A determinada altura, preocupada com o facto de estar sujeita a uma paragem involuntária da máquina, pedi no HUC que me indicassem uma máquina provida de um alarme sonoro. Fui encaminhada para a Vital Aire. Nesta empresa, disseram que tinha que ser uma máquina diferente da que tenho, não era possível fazer a ligação de um alarme. Trouxeram uma máquina diferente, mas era tão ruidosa, no seu funcionamento, que ninguém me conseguia perceber quando tentava falar com as pessoas. Recusei-a, e desde aí, nunca me arranjaram uma solução.
Um amigo ainda disse que se a máquina tem uma luz piloto que reage quando a máquina está a trabalhar bem ou mal, ou parada, seria fácil instalar ali um alarme, sem grandes custos, mas a Vital Aire não o faz. Ainda consegui instalar um alarme sonoro amador, mas não funciona a 100%.

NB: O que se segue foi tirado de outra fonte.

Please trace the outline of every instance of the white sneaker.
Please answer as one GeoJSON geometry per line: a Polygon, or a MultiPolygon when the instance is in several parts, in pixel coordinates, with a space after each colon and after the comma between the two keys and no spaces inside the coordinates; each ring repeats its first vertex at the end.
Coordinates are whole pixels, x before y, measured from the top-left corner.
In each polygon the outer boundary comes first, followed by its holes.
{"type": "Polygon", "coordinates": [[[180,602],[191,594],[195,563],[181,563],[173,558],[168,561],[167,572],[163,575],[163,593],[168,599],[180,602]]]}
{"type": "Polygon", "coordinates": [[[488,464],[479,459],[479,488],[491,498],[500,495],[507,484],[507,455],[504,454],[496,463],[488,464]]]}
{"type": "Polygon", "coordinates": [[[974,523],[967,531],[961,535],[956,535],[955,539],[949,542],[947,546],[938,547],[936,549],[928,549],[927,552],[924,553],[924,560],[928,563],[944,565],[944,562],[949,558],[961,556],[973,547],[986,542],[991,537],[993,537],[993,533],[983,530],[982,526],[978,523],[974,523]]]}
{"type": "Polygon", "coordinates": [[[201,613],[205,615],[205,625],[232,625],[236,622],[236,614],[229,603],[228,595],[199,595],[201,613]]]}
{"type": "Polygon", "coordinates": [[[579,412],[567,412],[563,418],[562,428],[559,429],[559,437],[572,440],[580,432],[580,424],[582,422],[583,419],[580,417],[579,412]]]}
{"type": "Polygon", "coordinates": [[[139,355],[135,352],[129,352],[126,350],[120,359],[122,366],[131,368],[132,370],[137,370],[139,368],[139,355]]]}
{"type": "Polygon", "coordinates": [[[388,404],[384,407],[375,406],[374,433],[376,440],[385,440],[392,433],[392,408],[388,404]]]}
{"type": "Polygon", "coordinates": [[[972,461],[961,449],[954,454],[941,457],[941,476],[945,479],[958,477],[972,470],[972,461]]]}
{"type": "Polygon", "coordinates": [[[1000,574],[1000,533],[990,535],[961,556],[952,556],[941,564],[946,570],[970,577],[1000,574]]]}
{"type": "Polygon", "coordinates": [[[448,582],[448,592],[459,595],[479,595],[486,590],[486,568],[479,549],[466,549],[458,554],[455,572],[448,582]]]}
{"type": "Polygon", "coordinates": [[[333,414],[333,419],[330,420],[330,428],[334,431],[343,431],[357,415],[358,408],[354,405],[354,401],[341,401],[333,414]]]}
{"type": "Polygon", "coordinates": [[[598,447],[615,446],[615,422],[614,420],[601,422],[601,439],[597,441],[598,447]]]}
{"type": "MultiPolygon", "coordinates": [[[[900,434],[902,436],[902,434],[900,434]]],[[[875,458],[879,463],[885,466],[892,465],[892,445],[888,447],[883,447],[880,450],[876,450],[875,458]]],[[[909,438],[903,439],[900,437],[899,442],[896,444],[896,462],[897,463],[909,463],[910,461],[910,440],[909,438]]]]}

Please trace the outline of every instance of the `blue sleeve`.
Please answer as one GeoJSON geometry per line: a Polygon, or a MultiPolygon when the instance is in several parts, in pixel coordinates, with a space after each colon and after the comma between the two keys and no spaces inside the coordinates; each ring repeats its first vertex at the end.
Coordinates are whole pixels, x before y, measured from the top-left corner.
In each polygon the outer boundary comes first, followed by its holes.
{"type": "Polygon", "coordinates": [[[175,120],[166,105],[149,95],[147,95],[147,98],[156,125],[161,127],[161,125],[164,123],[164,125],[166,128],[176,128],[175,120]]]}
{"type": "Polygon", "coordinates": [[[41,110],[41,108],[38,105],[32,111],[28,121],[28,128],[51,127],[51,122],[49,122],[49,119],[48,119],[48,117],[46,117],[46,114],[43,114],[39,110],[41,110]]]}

E como a máquina é alugada, e não se lhe pode fazer nenhuma intervenção técnica, sinto-me de mãos atadas e com uma corda na garganta, mas neste caso uma corda que a qualquer momento pode apertar, que me pode sufocar em longos minutos de sofrimento. Como pode Vossa Excelência imaginar, vivo numa situação de ansiedade e desespero, ainda mais porque sinto que esta empresa não está a dar o seu melhor em relação às necessidades dos doentes, e vejo que no HUC também não querem assumir a resolução deste problema.
Na Internet, mais uma vez, p.ex., em
http://www.chu-rouen.fr/pneumobg/class_antadir.htm
http://www.exhausmed.com/dispositifs%20medicaux%20correspondance.asp?SubProduit=1969
encontram-se 11 BiPAP de 6 marcas diferentes, mas com as mesmas funcionalidades que a minha máquina, e todas com alarmes dos mais variados tipos, de todos os preços. Infelizmente, mais representantes, em Portugal, só Gasin, empresa concorrente da VitalAire.
Sei que em termos financeiros os serviços hospitalares já muito investiram em mim, mas nesta situação acho que sairia inclusivamente mais barato aos cofres públicos comprarem uma máquina adaptada à minha situação, ou comprarem uma igual à minha, para ser adaptada, do que andar a ADSE a pagar um aluguer mensal (com o que já paguei à Vital Aire dava para comprar pelo menos 10 máquinas equivalentes). E, em caso de acidente, ou queda, ou mesmo avaria da minha máquina, não posso ter uma de reserva, de substituição, emprestada pela VitalAire.
Mas a ADSE não comparticipa compra de máquinas, só o aluguer... para beneficiar quem???
Pode parecer cruel esta minha análise, mas parece que estão mesmo à espera que eu morra, para deixar de ser um problema, mais cliente, menos cliente, mais utente, menos utente, o que parece interessar-lhes é deixarem de ter um problema, e não ajudarem a resolver os meus problemas, para que eu deixe de ser um problema.
É por tudo o que se passou que me dirijo directamente a Vossa Excelência, pois não vejo que se consiga solucionar este meu caso sem uma intervenção ao mais alto nível. Apenas solicito que me seja fornecida uma máquina adaptada às minhas necessidades específicas. Fico ao dispor de Vossa Excelência para clarificar pessoalmente alguma questão e aguardo receber boas notícias brevemente.